Review: The Family

The Luc Besson film’s only distinguishing characteristic is how big a mess it makes of its already meager ambitions.

The Family

A French/American co-production, Luc Besson’s The Family takes place among the quaint rural villages of Normandy, telling the tale of a supposedly Italian-American family, but it’s so steeped in toothless, homogenized non-specificity that it could have played out anywhere, with any variant of cultural stereotypes installed in place of actual characters. Opening with a brief scene of a different family, unceremoniously slaughtered by a leather-gloved assassin while eating dinner, the movie dispenses this initial unit with jarring haste, long before the scene has any chance to establish dramatic logic. The film continues in this manner, riffing on boilerplate comedic material, piling up bodies as lazy punchlines, never exhibiting even a shred of the patience, control, or restraint that would cause any of this to feel remotely significant or memorable.

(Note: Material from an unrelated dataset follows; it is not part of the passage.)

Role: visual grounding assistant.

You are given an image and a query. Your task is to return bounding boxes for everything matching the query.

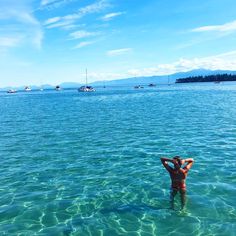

After ratting out his former mafia cohorts, Giovanni Manzoni (Robert De Niro) begins a new life as Fred Blake, sent off with his family to witness protection in France. As we meet them, the Blakes are once again on the move, after being uprooted by some recent nasty business on the Riviera. It’s easy to guess what may have transpired, since the response of each of these roughly sketched ciphers is to greet any unpleasant situation with flat, gratuitous violence, resulting in a repetitive series of gags that all follow the same basic formula: A local does something annoying and French, and one our sociopathic heroes strikes back the American way, via ruthless beatings or a well-placed explosive device. The fact that we get no sense of these people beyond the most routine dynamics is a problem, but it’s also an inherent condition of the cartoon world they inhabit, one in which predictable stasis wins out over any semblance of character or development.

This is seen specifically in Giovanni, who by writing his memoirs briefly stares down his violent mobster legacy only to realize he’s a pretty great guy after all via a dumb whacking montage that serves as another squandered opportunity for visual flair. It’s hinted that the Blakes have been in hiding for roughly six years, and it’s at first puzzling why their story didn’t pick up immediately after their entry into the program. But as this single issue is buried by dozens of other questions, it becomes apparent that any questions of consistency are moot. This is the kind of empty, affectless story that could repeat itself in dozens of different permutations, playing out free from narrative strictures in a recursive sitcom loop, like some misbegotten mob version of The Munsters.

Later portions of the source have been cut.